Diğer arkadaş maçtan gelmişti ve bir
Filistinli’nin dükkânında yemek yemeye geçmiştik. Yemek yedikten sonra şehrin
merkezini gezelim dedik… Fakat olanlar olmuştu. Kiraladığımız aracın kelebek
camı kırılmış, neyse ki sadece benim cüzdanım çalınmıştı. Oysa altında çok daha
kıymetli eşyalar vardı. Yanıma alıp almamakta tereddüt ettiğim cüzdanım yoktu
artık. Araç kiralama firmasını arayıp durumu izah ettiğimizde bizi polis
istasyonuna yönlendirdiler. Haritadan hareketle adrese geldik, heyecanla içeri
giren arkadaş üç İtalyan askerinin öfkesi ile karşılaşmıştı. Polis karakolu
yerine lejyoner binasına gelmiştik. Sert tepki aldık ve derdimizi anlatamadık
bir süre. Askerler İngilizce bilmiyordu anlaşılan, ya da tercih etmediler.

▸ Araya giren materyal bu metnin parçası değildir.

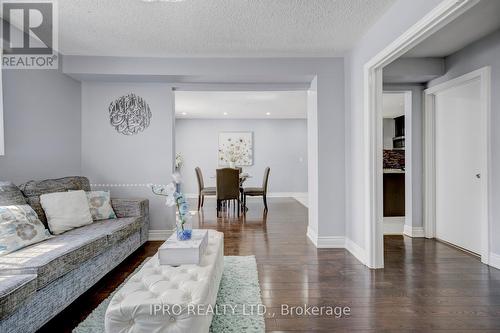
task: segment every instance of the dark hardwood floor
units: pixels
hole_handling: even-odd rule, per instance
[[[370,270],[343,249],[316,249],[307,209],[293,199],[251,200],[246,217],[216,218],[206,200],[201,228],[224,232],[225,255],[255,255],[268,331],[500,332],[500,271],[426,239],[385,239],[385,269]],[[192,207],[196,207],[193,203]],[[148,242],[41,331],[69,332],[161,242]],[[350,315],[286,316],[281,304],[349,307]],[[195,332],[193,332],[195,333]]]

Sonunda çeviriden anlaştık ve adresi aldık. Karakola vardık ve kapının önüne
arabayı park ettik. Kapıda bizi bir erkek polis karşıladı. Durumu izah ettik
ancak İngilizcesi pek de iyi değildi. İçeride İngilizce bilen biri var mı diye
sorduğumda var dedi ancak yabancı ülkede, hem de yardım umduğumuz bir durumda,
olduğumuzu hatırlayıp çağırabilir misiniz diyemedim. Neyse ki içeriye
girdiğimizde İngilizce bilen bir kadın polis bize yardımcı oldu. Rapor yazmamız
gerektiğini söyledi üçümüzün de. Ancak benim bir saat sonrasına Bregenz
yolculuğum vardı. Benim yerime arkadaş yazsa olur mu sorusuna olumlu yanıt
almıştık. Bu sırada aracımızın kapının önünde olmasının güvenli olup olmadığını
sorduğumuzda bilemeyiz cevabını almıştık. İçerisi de sadece görevli araçlar
içindir uyarısıyla İtalyan nezaketinin ne demek olduğunu anlamış olduk. Çok susayan
diğer arkadaşımız için bir bardak su istediğimde "veremiyoruz maalesef,
ancak içerde otomat var" dönütünü almıştık. Şu olay Türkiye'de yaşanır
mıydı acaba?
Otobüs terminaline on dakika kala
varmış ve vedalaşmıştım bizimkilerle. Onlar tekrar İsviçre tarafına geçecekti.
Yarım saat önce olan biletin bir buçuk saat rötar yapmasından ötürü biletim
yanmamıştı. Belki de İtalya'da başıma gelen en güzel şey bu rötardı. Her
seyahat bir derstir ve İtalya dersini misliyle almıştık.